Professor Mark Leith,
Clinical in the Department of Psychiatry
Mark has been with the University since the early ’80s.
What do you do off the clock?
I love theatre. I’m part of Act II Studio, a program affiliated with Ryerson University. I have been in the program for two years now and, during this time, I have written Dinner with Goebbels, a play about the human mythology of evil and modern marketing of warfare. The production is based on a fictional dinner between Dr. Joseph Goebbels, the minister of propaganda in Nazi Germany, Edward Bernays, Sigmund Freud’s nephew and the founder of public relations, and Karl Rove, George W. Bush’s former PR consultant.
Why did you choose to write a play like this one?
I have always been interested in the psychology of what drives men to go to war. Having written many articles about this topic over the course of my career, I wanted to focus my play on the modern marketing of war.
I became interested in Edward Bernays when I discovered that Dr. Goebbels had used Bernays’ books in his work to promote the Holocaust and the invasion of Europe.
Through my research I also learned that Karl Rove drew on Bernays’ ideas to ‘up the invasion’ of Iraq and create the current war on terror.
Playwriting seems totally different than psychotherapy. What is the common thread?

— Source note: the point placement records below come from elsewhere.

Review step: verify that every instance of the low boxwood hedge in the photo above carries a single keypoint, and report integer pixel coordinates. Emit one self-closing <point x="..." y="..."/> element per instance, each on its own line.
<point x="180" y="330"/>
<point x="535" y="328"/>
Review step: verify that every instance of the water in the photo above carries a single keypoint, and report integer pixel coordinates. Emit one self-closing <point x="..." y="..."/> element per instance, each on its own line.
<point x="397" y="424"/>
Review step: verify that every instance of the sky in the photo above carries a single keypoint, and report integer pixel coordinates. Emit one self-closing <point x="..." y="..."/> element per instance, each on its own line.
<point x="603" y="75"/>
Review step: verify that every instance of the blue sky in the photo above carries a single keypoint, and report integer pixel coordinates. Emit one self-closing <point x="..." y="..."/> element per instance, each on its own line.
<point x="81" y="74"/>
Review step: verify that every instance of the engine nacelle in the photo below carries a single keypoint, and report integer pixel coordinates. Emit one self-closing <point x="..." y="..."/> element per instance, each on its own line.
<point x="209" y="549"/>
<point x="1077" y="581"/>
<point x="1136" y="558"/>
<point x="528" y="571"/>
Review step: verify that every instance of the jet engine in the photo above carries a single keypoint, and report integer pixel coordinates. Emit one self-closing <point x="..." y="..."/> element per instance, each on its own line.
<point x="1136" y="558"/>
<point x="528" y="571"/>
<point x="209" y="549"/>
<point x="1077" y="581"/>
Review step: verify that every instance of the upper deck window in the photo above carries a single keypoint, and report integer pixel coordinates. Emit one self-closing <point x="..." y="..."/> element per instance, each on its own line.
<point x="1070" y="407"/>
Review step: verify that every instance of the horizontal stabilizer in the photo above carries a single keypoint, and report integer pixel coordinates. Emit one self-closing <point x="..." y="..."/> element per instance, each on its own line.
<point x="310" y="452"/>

Theatre, like psychotherapy, is based on a narrative. Both come from the human capacity for storytelling.
What, or who, inspires your work?
I grew up during the Vietnam War and, even as a child, questioned the institution of war. I’m part of Physicians for Global Survival Canada, an advocacy group committed to the abolition of nuclear weapons and non-violent conflict resolution. I have been able to combine my passion for anti-war activism with my love of theatre in writing, and being involved in the production of, Dinner with Goebbels.